Listen to advice from those who learn the hard way


IMG_0010
Originally uploaded by kdt.

One of the best tips I read before leaving was that the difference between an enjoyable holiday and one less so in India is having the judgement to work out who is trying to “scam” you and those that are not.

Here is documentary evidence of a very friendly Indian that approached me to have a conversation in the beautiful Lodi Gardens (although some might consider it better named lovers’ gardens). He welcomed me to his country and pinned a flag on my lapel. He then seemed reassuring and genuine until he pulled out his book and asked for money for blind orphans! Of course there was a good list of other people who hade made contributions – from all over the world.

I certainly hope he was geniune but I have my doubts. The approaches from children and beggars for 10 rupees is a lot easier to deal with than those with reasonable command of English and appears to be having a good chat. One day when I am feeling vulnerable ask me about Jaipur!!!

Off course this makes it bade for those genuine people who do just want to have a chat. And there have been a few of those ….

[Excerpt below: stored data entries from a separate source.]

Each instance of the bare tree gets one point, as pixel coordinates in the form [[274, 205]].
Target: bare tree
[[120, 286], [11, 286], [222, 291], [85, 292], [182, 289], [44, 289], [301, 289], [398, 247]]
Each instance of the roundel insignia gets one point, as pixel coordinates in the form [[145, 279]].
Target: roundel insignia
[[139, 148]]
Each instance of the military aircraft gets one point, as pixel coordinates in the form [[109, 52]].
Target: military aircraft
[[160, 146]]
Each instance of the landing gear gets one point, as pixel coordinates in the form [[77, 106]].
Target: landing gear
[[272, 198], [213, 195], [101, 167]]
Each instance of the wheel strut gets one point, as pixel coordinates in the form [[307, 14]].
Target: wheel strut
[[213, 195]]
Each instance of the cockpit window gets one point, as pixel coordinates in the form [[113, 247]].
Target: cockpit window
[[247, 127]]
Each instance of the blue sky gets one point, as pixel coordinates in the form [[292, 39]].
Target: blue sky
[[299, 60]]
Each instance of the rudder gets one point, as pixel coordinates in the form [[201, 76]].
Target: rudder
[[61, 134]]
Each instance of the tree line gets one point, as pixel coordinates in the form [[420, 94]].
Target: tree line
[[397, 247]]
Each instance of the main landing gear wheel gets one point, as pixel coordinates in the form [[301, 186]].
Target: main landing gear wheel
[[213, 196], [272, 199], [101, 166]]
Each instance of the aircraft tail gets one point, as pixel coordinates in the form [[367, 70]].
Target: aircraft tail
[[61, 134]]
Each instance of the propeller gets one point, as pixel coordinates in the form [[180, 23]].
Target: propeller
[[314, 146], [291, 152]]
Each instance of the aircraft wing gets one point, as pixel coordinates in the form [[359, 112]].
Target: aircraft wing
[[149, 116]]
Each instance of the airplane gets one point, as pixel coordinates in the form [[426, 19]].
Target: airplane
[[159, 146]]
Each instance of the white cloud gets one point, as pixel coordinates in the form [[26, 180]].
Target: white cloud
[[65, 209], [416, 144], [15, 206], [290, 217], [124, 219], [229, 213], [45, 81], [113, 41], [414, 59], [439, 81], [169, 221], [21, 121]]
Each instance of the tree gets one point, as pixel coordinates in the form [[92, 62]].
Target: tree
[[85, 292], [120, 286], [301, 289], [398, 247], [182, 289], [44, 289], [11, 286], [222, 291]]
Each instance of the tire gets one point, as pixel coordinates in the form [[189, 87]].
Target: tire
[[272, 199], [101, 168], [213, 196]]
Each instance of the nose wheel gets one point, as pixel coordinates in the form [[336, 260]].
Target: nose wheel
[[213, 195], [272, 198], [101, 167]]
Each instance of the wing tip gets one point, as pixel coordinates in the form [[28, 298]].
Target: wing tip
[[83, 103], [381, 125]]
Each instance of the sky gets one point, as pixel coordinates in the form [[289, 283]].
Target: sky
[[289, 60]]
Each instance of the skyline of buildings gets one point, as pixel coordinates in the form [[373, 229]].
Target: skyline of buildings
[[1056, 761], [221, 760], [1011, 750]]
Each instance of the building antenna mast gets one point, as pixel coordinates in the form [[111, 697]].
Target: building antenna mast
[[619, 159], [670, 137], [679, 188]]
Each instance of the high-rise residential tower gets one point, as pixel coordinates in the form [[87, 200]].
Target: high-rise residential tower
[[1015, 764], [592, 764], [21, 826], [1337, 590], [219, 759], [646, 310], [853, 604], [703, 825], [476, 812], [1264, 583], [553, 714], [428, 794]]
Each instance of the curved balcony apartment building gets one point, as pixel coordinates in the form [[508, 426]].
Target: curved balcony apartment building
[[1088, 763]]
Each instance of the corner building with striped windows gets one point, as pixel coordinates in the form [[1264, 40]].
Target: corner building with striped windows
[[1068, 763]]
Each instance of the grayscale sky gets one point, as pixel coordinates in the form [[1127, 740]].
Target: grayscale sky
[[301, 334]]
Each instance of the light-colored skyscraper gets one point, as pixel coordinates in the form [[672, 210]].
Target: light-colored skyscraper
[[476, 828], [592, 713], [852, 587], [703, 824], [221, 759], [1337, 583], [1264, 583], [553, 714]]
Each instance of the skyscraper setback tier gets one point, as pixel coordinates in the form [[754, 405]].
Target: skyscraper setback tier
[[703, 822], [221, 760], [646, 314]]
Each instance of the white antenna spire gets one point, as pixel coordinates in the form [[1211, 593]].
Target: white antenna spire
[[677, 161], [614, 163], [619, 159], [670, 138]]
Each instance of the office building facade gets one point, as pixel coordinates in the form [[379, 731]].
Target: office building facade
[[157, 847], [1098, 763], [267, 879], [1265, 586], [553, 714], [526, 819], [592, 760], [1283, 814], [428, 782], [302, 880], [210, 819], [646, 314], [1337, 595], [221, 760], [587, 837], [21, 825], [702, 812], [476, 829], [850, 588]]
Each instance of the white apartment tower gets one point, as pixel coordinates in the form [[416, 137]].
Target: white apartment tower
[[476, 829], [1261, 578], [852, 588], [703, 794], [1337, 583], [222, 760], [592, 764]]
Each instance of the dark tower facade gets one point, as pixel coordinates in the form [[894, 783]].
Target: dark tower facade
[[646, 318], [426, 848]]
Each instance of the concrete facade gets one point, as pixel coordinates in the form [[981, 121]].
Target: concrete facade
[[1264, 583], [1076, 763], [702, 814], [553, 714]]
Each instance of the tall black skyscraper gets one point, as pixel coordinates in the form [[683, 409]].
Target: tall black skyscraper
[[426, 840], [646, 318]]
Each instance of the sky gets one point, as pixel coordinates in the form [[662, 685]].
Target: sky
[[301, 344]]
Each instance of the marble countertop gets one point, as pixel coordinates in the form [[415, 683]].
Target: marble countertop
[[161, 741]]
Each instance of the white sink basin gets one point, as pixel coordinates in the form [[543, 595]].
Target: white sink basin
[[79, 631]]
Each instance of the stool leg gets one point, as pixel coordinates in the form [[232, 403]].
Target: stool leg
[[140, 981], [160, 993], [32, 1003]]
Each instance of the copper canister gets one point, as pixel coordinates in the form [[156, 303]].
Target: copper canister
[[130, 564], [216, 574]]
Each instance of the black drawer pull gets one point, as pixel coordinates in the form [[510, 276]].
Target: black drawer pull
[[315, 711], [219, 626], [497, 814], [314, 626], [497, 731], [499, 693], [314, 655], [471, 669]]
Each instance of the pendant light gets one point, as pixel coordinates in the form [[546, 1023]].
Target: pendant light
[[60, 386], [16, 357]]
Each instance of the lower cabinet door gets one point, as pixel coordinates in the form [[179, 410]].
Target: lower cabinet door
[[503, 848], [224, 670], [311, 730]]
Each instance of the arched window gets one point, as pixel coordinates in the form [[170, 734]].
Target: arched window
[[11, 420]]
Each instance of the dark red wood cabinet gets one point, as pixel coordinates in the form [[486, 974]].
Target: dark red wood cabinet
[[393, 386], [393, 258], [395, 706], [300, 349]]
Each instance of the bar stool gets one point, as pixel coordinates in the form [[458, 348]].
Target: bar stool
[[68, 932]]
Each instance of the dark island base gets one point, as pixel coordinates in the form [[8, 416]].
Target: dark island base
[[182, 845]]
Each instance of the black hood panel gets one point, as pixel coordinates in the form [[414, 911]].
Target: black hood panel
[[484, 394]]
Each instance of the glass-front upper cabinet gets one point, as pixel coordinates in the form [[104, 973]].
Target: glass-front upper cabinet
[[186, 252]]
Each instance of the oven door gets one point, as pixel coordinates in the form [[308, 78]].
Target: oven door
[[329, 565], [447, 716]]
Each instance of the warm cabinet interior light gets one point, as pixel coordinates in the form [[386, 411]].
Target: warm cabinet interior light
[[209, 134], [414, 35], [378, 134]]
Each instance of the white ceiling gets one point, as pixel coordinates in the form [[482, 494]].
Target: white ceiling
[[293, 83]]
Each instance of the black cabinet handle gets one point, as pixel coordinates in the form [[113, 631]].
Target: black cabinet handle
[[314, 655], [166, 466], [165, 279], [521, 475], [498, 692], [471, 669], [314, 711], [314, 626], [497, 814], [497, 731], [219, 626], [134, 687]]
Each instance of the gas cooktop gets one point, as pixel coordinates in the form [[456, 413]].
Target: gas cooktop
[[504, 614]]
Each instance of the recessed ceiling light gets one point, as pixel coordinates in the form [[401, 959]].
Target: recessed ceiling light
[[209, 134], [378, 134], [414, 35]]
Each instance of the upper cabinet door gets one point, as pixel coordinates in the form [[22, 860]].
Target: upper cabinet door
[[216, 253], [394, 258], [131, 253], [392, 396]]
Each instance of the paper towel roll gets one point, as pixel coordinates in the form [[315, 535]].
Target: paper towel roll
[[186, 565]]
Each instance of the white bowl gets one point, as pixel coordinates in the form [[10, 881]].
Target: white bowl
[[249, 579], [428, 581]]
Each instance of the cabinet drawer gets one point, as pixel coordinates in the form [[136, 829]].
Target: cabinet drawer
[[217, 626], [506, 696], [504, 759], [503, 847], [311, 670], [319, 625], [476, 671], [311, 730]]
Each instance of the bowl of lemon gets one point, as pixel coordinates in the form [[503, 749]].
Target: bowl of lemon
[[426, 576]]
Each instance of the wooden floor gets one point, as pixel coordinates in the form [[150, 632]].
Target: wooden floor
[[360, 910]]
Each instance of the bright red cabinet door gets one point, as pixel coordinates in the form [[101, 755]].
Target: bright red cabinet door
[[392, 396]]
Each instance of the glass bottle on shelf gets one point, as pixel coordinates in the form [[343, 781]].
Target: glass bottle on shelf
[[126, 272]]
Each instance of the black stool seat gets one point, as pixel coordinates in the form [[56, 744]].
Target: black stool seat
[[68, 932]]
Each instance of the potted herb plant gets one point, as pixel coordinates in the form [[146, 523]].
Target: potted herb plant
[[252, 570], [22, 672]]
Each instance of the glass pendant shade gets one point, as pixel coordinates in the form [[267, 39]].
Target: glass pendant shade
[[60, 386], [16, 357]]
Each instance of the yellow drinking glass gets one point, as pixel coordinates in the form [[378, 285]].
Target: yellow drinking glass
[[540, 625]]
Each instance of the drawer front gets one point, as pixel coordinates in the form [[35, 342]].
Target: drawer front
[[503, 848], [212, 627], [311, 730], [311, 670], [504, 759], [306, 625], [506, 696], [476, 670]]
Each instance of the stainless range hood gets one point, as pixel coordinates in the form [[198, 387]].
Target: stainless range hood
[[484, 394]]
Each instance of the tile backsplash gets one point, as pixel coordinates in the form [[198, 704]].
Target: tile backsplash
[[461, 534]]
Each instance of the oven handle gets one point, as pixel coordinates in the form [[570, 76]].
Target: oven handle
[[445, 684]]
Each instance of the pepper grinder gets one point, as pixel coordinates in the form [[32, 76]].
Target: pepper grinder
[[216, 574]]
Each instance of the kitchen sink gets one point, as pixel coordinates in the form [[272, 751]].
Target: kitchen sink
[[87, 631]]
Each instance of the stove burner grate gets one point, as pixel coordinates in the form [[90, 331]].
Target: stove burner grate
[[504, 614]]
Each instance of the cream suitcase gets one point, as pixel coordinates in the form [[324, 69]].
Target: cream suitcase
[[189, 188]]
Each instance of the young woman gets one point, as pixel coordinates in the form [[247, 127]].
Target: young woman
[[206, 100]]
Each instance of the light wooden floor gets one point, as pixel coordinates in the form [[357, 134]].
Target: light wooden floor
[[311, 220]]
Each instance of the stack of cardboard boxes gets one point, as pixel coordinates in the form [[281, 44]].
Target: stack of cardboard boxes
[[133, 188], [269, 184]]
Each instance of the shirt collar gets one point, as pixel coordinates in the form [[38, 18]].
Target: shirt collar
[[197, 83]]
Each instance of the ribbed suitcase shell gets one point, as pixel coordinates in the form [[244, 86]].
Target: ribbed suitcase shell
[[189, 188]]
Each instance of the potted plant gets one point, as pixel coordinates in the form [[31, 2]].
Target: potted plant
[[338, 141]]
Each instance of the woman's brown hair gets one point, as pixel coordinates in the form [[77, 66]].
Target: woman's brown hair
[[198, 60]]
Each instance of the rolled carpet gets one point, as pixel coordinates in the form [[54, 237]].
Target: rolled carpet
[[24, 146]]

Stop Lights Work Sometimes


Stop Lights Work Sometimes
Originally uploaded by kdt.

The model of orderly traffic here in Delhi. But really its not that bad provided you have that special blend of the devil may care attitude combined with hair trigger rection times.

We’ve managed cross a few of these roads unaided and lived to tell the tale. Caught an auto rickshaw to dinner, unaided. It’s the best ride you can have for a $1.00!

Although, the road to Agra was an education in peak hour traffic Indian style. Especially the overpacked rickshaws with employees on the way to work. A relaxing bike ride is possible and is certainly popular, provided you have the special combination.

The road to Agra is lined with gum trees. If California and India can plant them why can’t the State Government and the ACC line our streets with them?

Anyway – can’t do too much more because this internet connection is very slow.

Amazing Delhi

Sorry no photos yet. Need to find a computer with reliable USB connection…. Will find one don’t worry!

If I could, I would show you some photos of the beautiful avenues that are in New Delhi. Tree lined streets that would put many a big-city to shame. The quiet relaxing parks, where you can hardly hear a horn, and the prim and proper Mughal gardens – part of the President’s house – so Two security checks and pat downs, a free paradise shared by many an Indian tourist! Sorry I can never upload a photo from this garden because no cameras are allowed.

The capital buildings and the layout of New Delhi is impressive and I certainly look forward to returning to see how Delhi develops this fundmanetally european city. The start is already present in Connaught Place with an increading number of boutique refitting these glourious old buildings. P.s. don’t ask about Helen’s shopping frenzy!!

Off to Agra tomorrow.

P.s. All is well on the health front and we’ve eaten lots of yummy food. Including Indian sweets shared by Parliamentary Library Assistants celebrating the installation of a new computer.

Transit in KL

This is a speed typing exercise. Chinese New Year meant that a lot of KL is closed, for another three days.

For fun, to while away the hours, we got a cab to Sunland Pyramid Shopping Centre. Of course, the only internet cafe there was closed because of CNY. Hence we are back at the hotel being executives in the executive business centre. Tres cher. We did do some big buying – two sets of goggles – we packed so light that we forget them! I can tell you we were very proud at the airport when our bags were well below the limit. I even spotaneously shared with the check in person my secrets…..

Our hotel is set amongst many beautiful hectares of garden, but it is not advisable to walk through them. You may get hit by a golf ball. The gesticulations of some of the golfers indicated that our presence WAS NOT WELCOME! Oh well, pity that because the lake did look rather nice.

Catching our free transfer in an hour. Can’t afford to type any more.